FRIDAY 27/8/2021 – DOLLAR, EURO, STERLING AWAIT POWELL’S JACKSON HOLE SPEECH
The dollar, euro and sterling steadied on Friday as investors waited for a highly anticipated speech by Federal Reserve Chair Jerome Powell, with analysts now doubting the central bank’s boss will hint when he may start to trim asset purchases. The dollar index, which measures its performance against a basket of six major currencies, was little changed at 93.034 at 1105 GMT. The euro and sterling were also steady at $1.1759 and $1.3707, respectively. The market was focused this week on what signals the U.S. central bank could send at its annual Jackson Hole conference, which kicked off on Thursday in virtual format, with Powell’s speech on Friday its main event. The conference has been often used by Fed bosses in the past to provide guidance on future policy. Analysts doubt Powell will signal when the Fed may start to cut its asset purchases just yet. The prevailing market view is that the Fed will announce tapering in the fourth quarter, giving a clear signal at one meeting before the actual announcement.
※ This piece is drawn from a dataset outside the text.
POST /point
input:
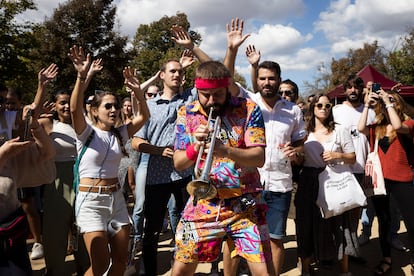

But any move away from “a more cautious approach” could boost the dollar, said Thu Lan Nguyen, currency analyst at Commerzbank. “I see the risks today in a stronger dollar, should Powell possibly make a more hawkish statement on tapering than generally expected after all,” she said. Regional Fed chiefs – Dallas’ Robert Kaplan, Kansas City’s Esther George and St. Louis’ James Bullard – downplayed on Thursday the impact of the Delta coronavirus variant in separate interviews. Bullard repeated his call for the Fed to start trimming its $120 billion monthly bond purchases. Benchmark 10-year Treasury note yields were last at 1.3425%, after reaching 1.375% following Bullard’s comments, the highest since Aug. 12. Overnight, the safe haven dollar got some support after a suicide bomb attack at Kabul airport. “There are worries events in Afghanistan could erode public approval of the Biden administration,” said Toshiya Nakamura, chief manager of forex at Mitsubishi UFJ Trust Bank. The New Zealand dollar dipped slightly after Prime Minister Jacinda Ardern announced that a lockdown against COVID-19 in Auckland is likely to remain in place for another two weeks.